- Theatrical release poster
- Directed by: Anthony Asquith
- Written by: Anthony Asquith Lindsay Galloway Sigurd Christiansen (novel)
- Produced by: Teddy Baird Karl Moseby
- Starring: Patrick McGoohan Virginia McKenna Bill Travers Alf Kjellin
- Cinematography: Gunnar Fischer
- Edited by: Oscar Rosander
- Music by: Jack Gill Bengt Hallberg
- Release date: 3 April 1961;
- Running time: 105 minutes
- Countries: United Kingdom Sweden
- Language: English

= Two Living, One Dead =

1961 British film by Anthony Asquith

Two Living, One Dead (also known as Två Levande Och En Död) is a 1961 British-Swedish existentialist thriller film directed by Anthony Asquith and starring Patrick McGoohan, Virginia McKenna and Bill Travers. It was written by Asquith and Lindsay Galloway.

The film is a remake of the 1937 Norwegian film To levende og en død, which in turn was adapted from the novel of the same name by author Sigurd Christiansen. The Scandinavian small-town setting of the earlier film was kept but the action was moved to Sweden.

==Plot==
Erik Berger is a reticent, socially withdrawn man who has been working for 20 years in the same Post Office in a Swedish town, not socializing with colleagues and interested only in his wife Helen and son. In contrast his workmate Andersson is loud and gregarious, seeing himself as the office joker although his treatment of more junior staff sometimes verges on the malicious.

A violent hold-up - heard, but not shown on screen - takes place, during which the office supervisor is shot dead and Andersson suffers a head injury which knocks him out and leaves him concussed. Berger meanwhile, entering the office after hearing the commotion and thinking of his family, resists the urge to risk his life by trying to fight back against the raiders, and emerges uninjured from the incident. In the aftermath, he is treated with barely disguised contempt by the police, his employers and the local community in general, who make it clear that they consider his failure to fight back a mark of spineless cowardice. He does not receive the promotion to office supervisor, which he was previously in line for on the retirement of his boss; instead the job is given to Andersson, who is now being cast in a heroic light. As he becomes increasingly depressed by his ostracism, his relationship with Helen suffers and he feels unable to confide in her. He comes to see himself as the coward everybody is accusing him of being, and even Helen begins to wonder whether he could have acted differently.
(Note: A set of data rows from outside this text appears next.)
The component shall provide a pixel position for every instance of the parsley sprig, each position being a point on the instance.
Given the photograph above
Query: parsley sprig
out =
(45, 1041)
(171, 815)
Berger takes to solitary nocturnal wandering around the town, and meets a stranger, Rogers, to whom he begins to open up about his recent experiences, albeit while pretending that he is a "friend" of the man involved. Berger and Rogers begin to meet up frequently on their night-time wanderings, and one night, as they part company outside Berger's home, Helen unexpectedly opens the door and invites Rogers in for supper. As they talk, she realizes that her husband has chosen to confide in a stranger rather than her and feels hurt and betrayed. In her distress, she reveals to Berger that their son too is being shunned by his schoolmates and taunted by the allegation that his father is a coward, but has been trying to keep this from Berger, not wanting to add to his unhappiness.

The Bergers' relationship deteriorates to the point where they are completely alienated from one another. Seeing this, Rogers eventually admits to Berger that he and his brother were the Post Office robbers, and his brother has since been killed in an accident. Moreover, he lives in the same lodging-house as Andersson, and the robbery was only planned as a consequence of Andersson's constant chatter about the large amount of cash held in the office and when it was most readily accessible. He states that he certainly would have shot Berger had he fought back, but now genuinely regrets the turmoil he has caused to his life, and goes on to reveal that Andersson's injury was not a result of fearless bravery, but happened rather when he ran into a doorframe in his panic to escape.

Appalled to discover Andersson's hypocrisy and the craven manner in which he has glorified in his unwarranted heroic status, Berger borrows Rogers' gun and stages another incident in which he exposes Andersson for the man of straw he really is. Having exorcised his demons he returns home to Helen feeling vindicated, and she realizes that their relationship can get back on an even keel.

==Cast==
- Patrick McGoohan as Erik Berger
- Virginia McKenna as Helen Berger
- Bill Travers as Andersson
- Alf Kjellin as Rogers
- Noel Willman as Johnson
- Dorothy Alison as Esther Kester
- Peter Vaughan as John Kester
- Isa Quensel as Miss Larousse
- Derek Francis as Broms
- Michael Crawford as Nils Lindwall
- John Moulder-Brown as Rolf Berger
- Georg Skarstedt as Torp
- Mona Geijer-Falkner as Mrs. Holm
- Torsten Lilliecrona as the doctor
- Alan Rothwell as Karlson
- Pauline Jameson as Miss Larsen
- Marianne Nielsen as Miss Lind
- Peter Bathurst as Engelhardt

==Production==
Two Living, One Dead was shot on location in Stockholm County, with local studio facilities in the Swedish capital also being used. Asquith used several Swedish crew members and actors in the film.